“I joined the company 17 years ago as a modern apprentice and now I work as Company Operations Manager”, says Jim Carter of Rugby-based company, Apex Stainless Fasteners.
Since opening in 1991, the firm has become one of Europe’s leading suppliers of stainless steel fasteners providing everything from bolts for motorway bridges to screws for the automotive industry.
The firm prides itself on a worldwide reputation for its product range, excellent service and specialist support and much of that is down to its staff.
“The business has grown significantly and apprentices have played a key role in our success,” says Jim, who firmly believes employee development results in a motivated workforce and increased productivity.
Having risen through the ranks himself, Jim is committed to Apex’s tradition of growing its own talent. Apex currently has two apprentices in training and a further ten members of staff who have completed apprenticeships and continue to progress within the company.
“Apprenticeships have had a bad rap and for too long they have been seen as cheap labour,” says Jim. “Here at Apex we see apprentices as an investment and we pay ours a fair wage, provide training and instil a work ethic for the future.”
Jim is also keen to point out the equal treatment and value placed on apprentices. “We don’t hang a label around our apprentices’ necks, they are part of the team from the beginning.”
Apex’s apprenticeship success is also owed to a strong working relationship with training provider Heart of England, who help the company to find good candidates for apprenticeship roles as well as co-ordinating NVQ qualifications, assessment and training.
One of Apex’s newest recruits is 17-year-old Michael Westley, who started his sales apprenticeship a few months ago after leaving school last year. As well as receiving on the job training, Michael is working towards an NVQ in Business Administration.
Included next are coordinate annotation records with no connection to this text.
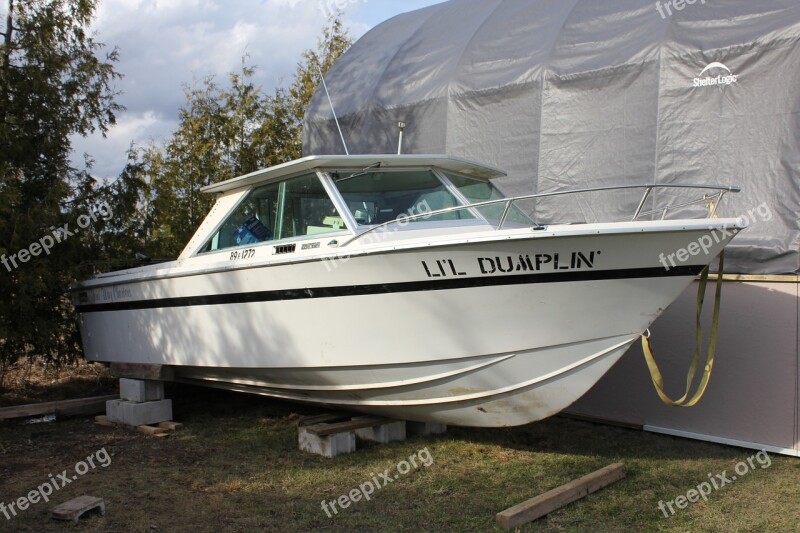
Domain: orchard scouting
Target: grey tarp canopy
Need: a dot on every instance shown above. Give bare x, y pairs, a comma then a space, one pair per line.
576, 93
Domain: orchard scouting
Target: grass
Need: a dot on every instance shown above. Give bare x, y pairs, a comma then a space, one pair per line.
235, 466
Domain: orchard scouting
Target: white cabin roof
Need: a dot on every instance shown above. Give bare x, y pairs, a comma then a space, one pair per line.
333, 162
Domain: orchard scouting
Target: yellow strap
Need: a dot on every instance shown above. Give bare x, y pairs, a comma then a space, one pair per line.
655, 373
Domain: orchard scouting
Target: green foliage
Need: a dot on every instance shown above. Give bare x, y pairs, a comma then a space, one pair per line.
53, 84
223, 132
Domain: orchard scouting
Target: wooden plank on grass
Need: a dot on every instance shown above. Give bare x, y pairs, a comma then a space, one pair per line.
96, 404
73, 509
550, 501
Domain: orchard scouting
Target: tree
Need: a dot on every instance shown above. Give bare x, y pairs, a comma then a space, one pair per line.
53, 84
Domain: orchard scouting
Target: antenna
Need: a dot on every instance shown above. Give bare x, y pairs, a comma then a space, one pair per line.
402, 126
325, 85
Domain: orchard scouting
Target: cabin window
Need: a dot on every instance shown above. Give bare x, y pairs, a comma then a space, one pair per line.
477, 191
297, 207
376, 197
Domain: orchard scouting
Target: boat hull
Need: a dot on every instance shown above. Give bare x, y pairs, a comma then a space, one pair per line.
493, 331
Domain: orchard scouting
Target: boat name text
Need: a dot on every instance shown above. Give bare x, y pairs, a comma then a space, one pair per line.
553, 262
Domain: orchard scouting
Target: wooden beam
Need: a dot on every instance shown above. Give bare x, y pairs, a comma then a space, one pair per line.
555, 499
140, 371
323, 430
82, 406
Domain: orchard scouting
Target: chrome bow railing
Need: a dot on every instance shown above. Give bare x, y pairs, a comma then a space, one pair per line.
721, 190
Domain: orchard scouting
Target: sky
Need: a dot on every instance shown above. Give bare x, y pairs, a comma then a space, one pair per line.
167, 44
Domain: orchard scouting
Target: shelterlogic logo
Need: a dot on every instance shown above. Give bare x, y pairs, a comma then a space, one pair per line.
724, 76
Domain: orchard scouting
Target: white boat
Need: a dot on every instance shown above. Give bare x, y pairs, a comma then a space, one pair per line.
404, 286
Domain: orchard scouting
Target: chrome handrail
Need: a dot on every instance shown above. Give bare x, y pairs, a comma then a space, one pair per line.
509, 202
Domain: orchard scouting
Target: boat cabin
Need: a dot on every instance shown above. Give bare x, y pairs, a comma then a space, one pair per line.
344, 196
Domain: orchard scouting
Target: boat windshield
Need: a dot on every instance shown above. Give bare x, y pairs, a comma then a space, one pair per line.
376, 197
295, 207
477, 191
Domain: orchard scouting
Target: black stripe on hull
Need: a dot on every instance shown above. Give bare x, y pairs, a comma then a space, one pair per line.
389, 288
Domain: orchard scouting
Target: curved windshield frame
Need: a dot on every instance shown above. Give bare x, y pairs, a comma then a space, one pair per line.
379, 196
290, 209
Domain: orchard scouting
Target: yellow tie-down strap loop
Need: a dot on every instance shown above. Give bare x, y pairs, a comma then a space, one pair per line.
655, 373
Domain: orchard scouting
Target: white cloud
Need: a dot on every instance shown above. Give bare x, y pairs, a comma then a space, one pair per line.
166, 44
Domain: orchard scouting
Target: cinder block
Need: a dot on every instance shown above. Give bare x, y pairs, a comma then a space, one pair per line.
384, 433
141, 390
138, 414
329, 446
425, 428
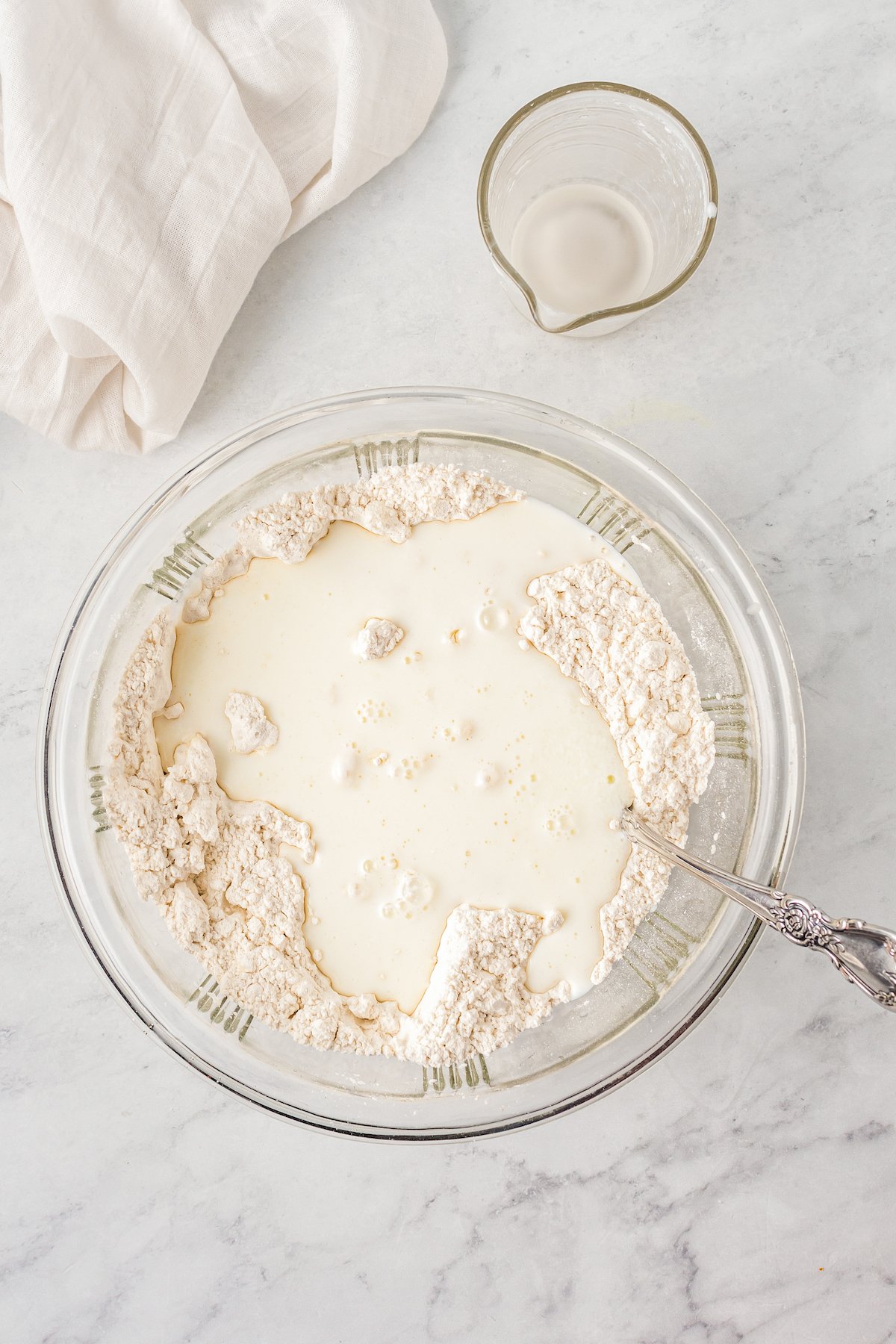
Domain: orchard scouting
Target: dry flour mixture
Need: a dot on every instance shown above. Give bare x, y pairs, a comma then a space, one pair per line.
371, 773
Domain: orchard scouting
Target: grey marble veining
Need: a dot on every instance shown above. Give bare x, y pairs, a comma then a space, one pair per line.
743, 1189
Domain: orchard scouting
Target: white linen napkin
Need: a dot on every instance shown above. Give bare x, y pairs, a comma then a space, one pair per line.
153, 154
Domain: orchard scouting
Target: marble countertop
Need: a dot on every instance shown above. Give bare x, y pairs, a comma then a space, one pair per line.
741, 1189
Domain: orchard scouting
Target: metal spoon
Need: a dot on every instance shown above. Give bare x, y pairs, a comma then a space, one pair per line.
864, 953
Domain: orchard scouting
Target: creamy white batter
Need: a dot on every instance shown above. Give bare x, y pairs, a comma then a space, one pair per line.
460, 766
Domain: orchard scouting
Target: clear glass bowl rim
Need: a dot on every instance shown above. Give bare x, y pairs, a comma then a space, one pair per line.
196, 470
514, 275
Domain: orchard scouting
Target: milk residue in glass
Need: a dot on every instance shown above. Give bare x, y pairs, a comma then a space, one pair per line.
583, 248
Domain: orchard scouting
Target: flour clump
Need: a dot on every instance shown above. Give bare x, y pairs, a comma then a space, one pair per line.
233, 880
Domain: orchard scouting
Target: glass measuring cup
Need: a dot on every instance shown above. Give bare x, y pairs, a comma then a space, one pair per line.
608, 136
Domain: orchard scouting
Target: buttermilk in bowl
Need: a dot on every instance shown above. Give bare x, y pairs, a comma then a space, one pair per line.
371, 771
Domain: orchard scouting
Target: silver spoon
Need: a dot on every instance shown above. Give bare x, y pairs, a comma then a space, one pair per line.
864, 953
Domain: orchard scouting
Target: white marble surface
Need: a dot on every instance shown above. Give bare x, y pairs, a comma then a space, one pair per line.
743, 1189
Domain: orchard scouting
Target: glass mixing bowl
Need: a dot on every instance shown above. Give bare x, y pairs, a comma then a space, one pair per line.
682, 956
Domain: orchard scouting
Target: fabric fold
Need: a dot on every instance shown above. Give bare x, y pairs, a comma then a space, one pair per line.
153, 156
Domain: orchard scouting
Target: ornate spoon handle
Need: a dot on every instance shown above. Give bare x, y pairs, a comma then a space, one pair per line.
864, 953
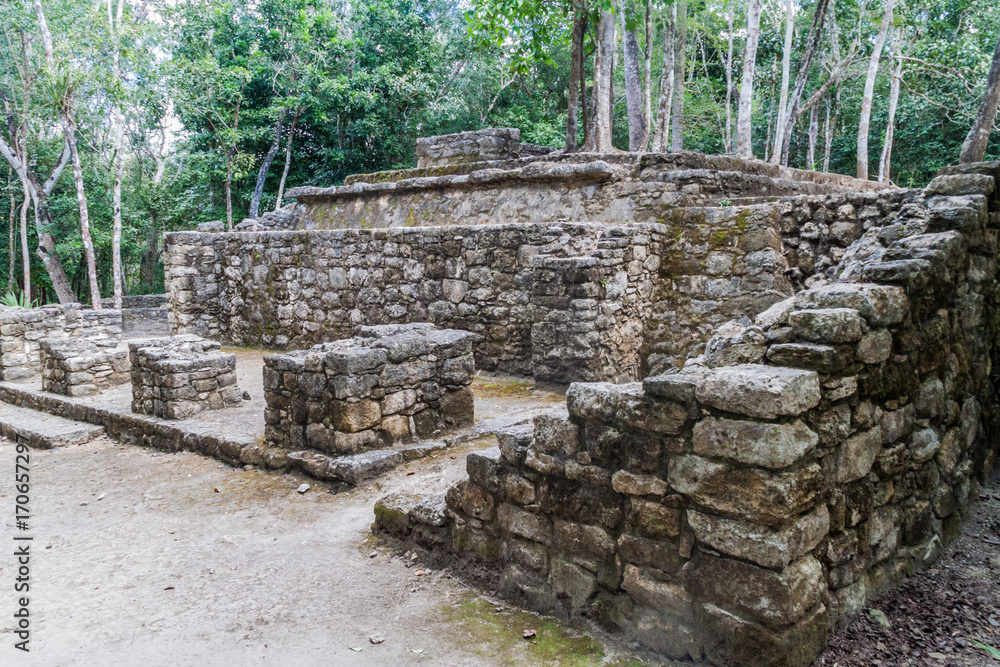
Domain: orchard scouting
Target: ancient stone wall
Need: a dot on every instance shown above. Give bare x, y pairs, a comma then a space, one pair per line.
180, 376
736, 510
576, 187
284, 289
391, 384
21, 329
80, 367
464, 147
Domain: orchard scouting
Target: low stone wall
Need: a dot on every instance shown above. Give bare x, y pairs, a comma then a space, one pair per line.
578, 187
390, 384
178, 377
802, 464
284, 289
22, 329
79, 367
463, 147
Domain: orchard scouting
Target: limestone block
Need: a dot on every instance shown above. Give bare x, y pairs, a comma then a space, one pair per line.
760, 391
768, 445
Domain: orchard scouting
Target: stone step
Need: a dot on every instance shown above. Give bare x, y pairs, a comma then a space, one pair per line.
43, 431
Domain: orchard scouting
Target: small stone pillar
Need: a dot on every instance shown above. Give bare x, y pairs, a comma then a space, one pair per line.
79, 367
392, 383
180, 376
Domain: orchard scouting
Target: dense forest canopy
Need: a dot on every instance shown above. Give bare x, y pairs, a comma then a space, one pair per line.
125, 118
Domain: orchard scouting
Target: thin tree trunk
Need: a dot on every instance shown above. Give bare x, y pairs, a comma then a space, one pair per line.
288, 159
813, 136
793, 109
69, 128
974, 146
11, 218
116, 191
680, 60
633, 87
663, 107
265, 166
885, 161
600, 141
575, 81
866, 99
744, 120
730, 148
25, 254
229, 168
786, 67
648, 76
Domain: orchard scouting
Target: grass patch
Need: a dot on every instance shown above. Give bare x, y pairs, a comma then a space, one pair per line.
498, 633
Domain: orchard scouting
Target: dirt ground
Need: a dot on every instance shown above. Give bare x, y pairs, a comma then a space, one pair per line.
148, 558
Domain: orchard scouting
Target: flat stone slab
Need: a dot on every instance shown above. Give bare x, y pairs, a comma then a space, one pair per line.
42, 430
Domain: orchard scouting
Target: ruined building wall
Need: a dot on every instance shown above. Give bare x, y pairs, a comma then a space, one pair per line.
576, 187
295, 289
805, 462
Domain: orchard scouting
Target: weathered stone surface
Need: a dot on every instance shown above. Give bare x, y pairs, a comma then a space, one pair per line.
880, 305
732, 640
770, 498
773, 548
776, 599
657, 595
760, 391
638, 485
757, 443
857, 455
827, 325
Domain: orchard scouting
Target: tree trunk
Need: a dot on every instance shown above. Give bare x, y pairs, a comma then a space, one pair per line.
866, 99
116, 207
69, 128
744, 121
633, 86
25, 254
288, 159
662, 131
258, 190
600, 141
786, 67
730, 148
229, 168
11, 217
813, 136
648, 76
680, 60
793, 109
885, 161
575, 82
974, 146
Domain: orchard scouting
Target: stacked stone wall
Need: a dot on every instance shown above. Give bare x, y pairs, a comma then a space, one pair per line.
292, 289
391, 384
180, 376
22, 329
464, 147
79, 367
736, 510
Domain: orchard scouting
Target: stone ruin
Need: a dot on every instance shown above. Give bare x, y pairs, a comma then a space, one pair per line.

“I wanted to start learning for myself in the workplace rather than being stuck in a classroom and I am really glad I chose an apprenticeship,” says Michael of taking on his role.
“There is a lot to learn and every day is different. The biggest challenge was learning hundreds of codes for products but now I am able to select and check all the items for our orders. One of the things I enjoy the most is speaking to our customers from around the UK, who might be from Cornwall, Scotland or Wales.”
Michael says he would recommend apprenticeships to other young people. “I’d say go for it and get the experience while earning your own money. I’ve been lucky because everyone, in the sales team and the warehouse will always help me.”
One person who helps Michael is Dean Foulds, a Sales Executive, who started as an apprentice eight years ago. Dean says, “I couldn’t fault the help that I received when I started my apprenticeship. In fact, the Managing Director trained me when I started and was always there for support.”
And for any other businesses who are considering an apprenticeship, Operations Manager Jim concludes, “Don’t be frightened of apprentices and make sure you see them as staff members. They may not be 100% work ready to begin with but if you invest in them, communicate with them and train them your way they will be a great asset to the company.”